Two of these wonderful young women have decided to continue the recorder group, and I have promised to send music to them once they have exhausted the supplies.
So to the second story: On one other day we travelled up to Manluana, north of Dili. We are talking poor here people, houses with dirt floors made with whatever the people can come by. At the church we met Francesco. He is a songwriter. Francesco’s father was a farmer who died when he was a young boy. His mother brought him up in the Catholic church out in the country, but he decided to leave her and travel to Dili, leave the Catholic church and get involved at Hosana. Many years have passed and Francesco is now nineteen. He did not go to school because he had no one to pay for it. He has no work. He lives from house to house wherever he can find a bed amongst friends. Francesco’s story is one like many others, but the thing that struck us all about him is the sentiments in the songs – they centre around a loving God who is a great Father who has been gracious and generous to him. It’s hard to reconcile Francesco’s story with his heightened faith of gratitude.
These are not merely nice stories about a bunch of young women learning recorder, and an orphaned boy who writes great songs. Though that alone would have been enough for me. This encounter has heightened in me an awareness of how weak my theology of gratitude is. Of course I am thankful for what I have, the opportunities I have, education, and all that stuff. I am. But in terms of faith I’m not sure I truly demonstrate a grateful heart – you know for all those things God has done for me. I’m much more likely to reflect on how lucky I am.

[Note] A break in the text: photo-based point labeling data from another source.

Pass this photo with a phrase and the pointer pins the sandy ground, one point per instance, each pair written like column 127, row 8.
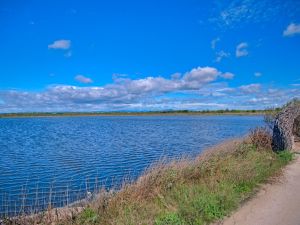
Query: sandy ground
column 275, row 204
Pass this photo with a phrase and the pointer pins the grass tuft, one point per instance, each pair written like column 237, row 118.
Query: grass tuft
column 199, row 191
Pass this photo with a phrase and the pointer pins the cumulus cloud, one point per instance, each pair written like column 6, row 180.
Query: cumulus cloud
column 199, row 88
column 292, row 30
column 258, row 74
column 250, row 88
column 83, row 79
column 241, row 49
column 227, row 75
column 221, row 55
column 237, row 13
column 60, row 44
column 122, row 92
column 214, row 42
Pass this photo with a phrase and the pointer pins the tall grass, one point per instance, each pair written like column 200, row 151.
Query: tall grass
column 198, row 191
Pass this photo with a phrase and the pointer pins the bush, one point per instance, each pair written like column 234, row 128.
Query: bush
column 261, row 138
column 169, row 219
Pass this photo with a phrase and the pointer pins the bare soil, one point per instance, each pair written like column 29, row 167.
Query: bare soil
column 275, row 204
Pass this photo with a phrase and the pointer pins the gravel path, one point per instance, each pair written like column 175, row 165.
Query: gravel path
column 275, row 204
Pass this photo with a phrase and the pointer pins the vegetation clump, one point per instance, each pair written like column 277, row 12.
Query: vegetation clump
column 199, row 191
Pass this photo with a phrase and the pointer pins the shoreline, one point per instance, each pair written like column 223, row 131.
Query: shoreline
column 223, row 155
column 43, row 115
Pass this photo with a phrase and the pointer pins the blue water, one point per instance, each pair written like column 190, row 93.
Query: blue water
column 61, row 158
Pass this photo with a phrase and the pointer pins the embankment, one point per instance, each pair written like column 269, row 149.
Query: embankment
column 199, row 191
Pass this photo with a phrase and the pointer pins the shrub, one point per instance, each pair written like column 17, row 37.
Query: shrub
column 261, row 138
column 169, row 219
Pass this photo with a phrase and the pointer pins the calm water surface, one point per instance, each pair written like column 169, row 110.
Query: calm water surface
column 68, row 156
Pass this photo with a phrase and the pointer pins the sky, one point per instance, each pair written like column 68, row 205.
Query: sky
column 133, row 55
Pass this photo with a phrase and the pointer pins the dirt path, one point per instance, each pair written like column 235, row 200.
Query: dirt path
column 275, row 204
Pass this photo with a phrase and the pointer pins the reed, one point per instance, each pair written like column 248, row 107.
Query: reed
column 183, row 191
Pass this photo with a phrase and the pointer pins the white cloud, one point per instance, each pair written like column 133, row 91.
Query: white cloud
column 227, row 75
column 83, row 79
column 292, row 30
column 250, row 88
column 60, row 44
column 258, row 74
column 241, row 49
column 199, row 88
column 68, row 54
column 239, row 13
column 221, row 55
column 214, row 42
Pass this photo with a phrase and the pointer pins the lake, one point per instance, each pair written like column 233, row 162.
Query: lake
column 61, row 159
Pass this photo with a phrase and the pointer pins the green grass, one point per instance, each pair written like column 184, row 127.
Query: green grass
column 184, row 192
column 190, row 192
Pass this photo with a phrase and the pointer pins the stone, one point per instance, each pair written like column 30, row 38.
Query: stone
column 286, row 131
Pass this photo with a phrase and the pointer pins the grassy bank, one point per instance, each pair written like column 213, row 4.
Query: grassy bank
column 198, row 191
column 148, row 113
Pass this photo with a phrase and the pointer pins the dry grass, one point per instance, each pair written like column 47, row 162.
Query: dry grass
column 198, row 191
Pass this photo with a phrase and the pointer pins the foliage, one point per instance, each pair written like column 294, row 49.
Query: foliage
column 261, row 138
column 199, row 191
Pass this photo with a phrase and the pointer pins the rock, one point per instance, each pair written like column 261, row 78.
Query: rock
column 286, row 128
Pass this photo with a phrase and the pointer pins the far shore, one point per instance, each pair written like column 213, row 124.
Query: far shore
column 148, row 113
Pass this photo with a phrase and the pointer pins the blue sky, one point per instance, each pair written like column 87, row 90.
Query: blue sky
column 148, row 55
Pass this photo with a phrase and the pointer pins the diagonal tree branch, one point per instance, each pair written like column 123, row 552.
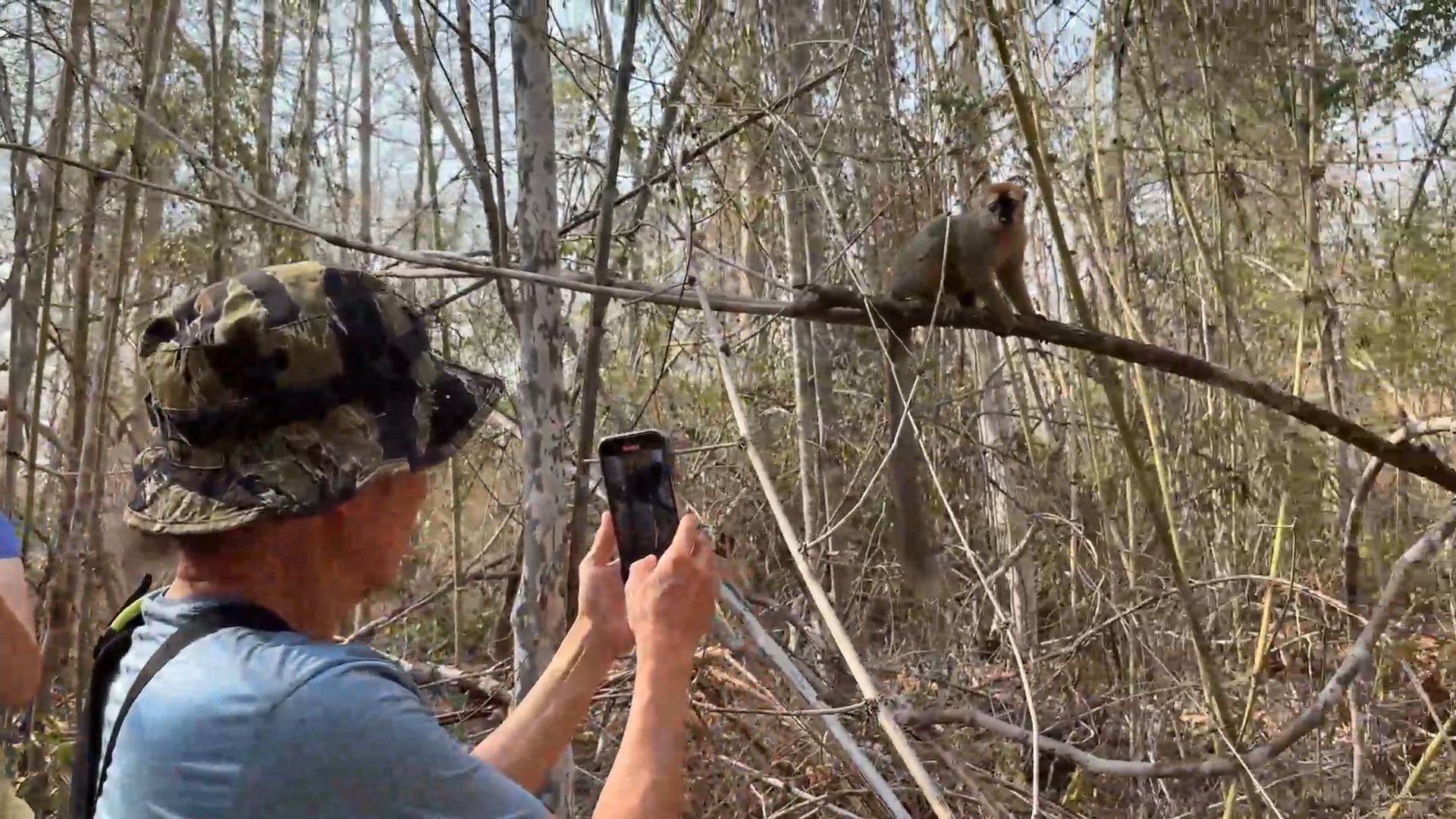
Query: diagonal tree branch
column 842, row 305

I reckon the lucky country has now become the land of entitlement. In Australia we believe we are entitled to an education, to shelter, to work – or else unemployment benefits, to a pay rise, access to power 24/7, to clean drinking water, to healthcare, vaccinations, early childhood care, legal advice. When we buy stuff, most of us don’t consider getting second-hand. When it breaks, we chuck it out. We expect our workplaces to be safe, and if we incur and injury at work or as a result of our work activity we look for someone to blame. If we get sick we expect on-the-day care, and we expect to recover. If we are overweight, or unfit, or tired, or broke, it is often the case that self-denial rules the roost. If someone is poor, as a society we often look for reasons why it is their fault, and why we shouldn’t help. If we are fined for speeding, we look for loopholes rather than accepting responsibility. When travelling on roads there is a veritable uproar over a pothole, and yet people regularly speed in 40km zones past schools.
Timor-Leste is the poorest country in Asia. While I knew something of Timorese struggle for independence (I even attended a few protest rallies in my student days) I had no conception of the extent of the suffering endured by the Timorese during the period of occupation. We are talking about genocide people – concentration camps, and period in which it is believed the population of Dili was almost halved. So in that context, how is it that there is such an overwhelming sense of gratitude?
I’m not sure I will ever have a really grateful faith, because I’m unconvinced God intervenes or acts for some people over others. What I do hope for is courage and openness to explore gratefulness further.
Can I close by saying how great it was to share this experience with Stan and ‘The Tims”. I reckon we have different and complimentary skills, and the evening de-brief was always revealing and delightful. I'd also like to thank this congregational for trusting us with this particular segment of the ongoing journey. It has been an adventure and a privilege none of us will ever be able to forget.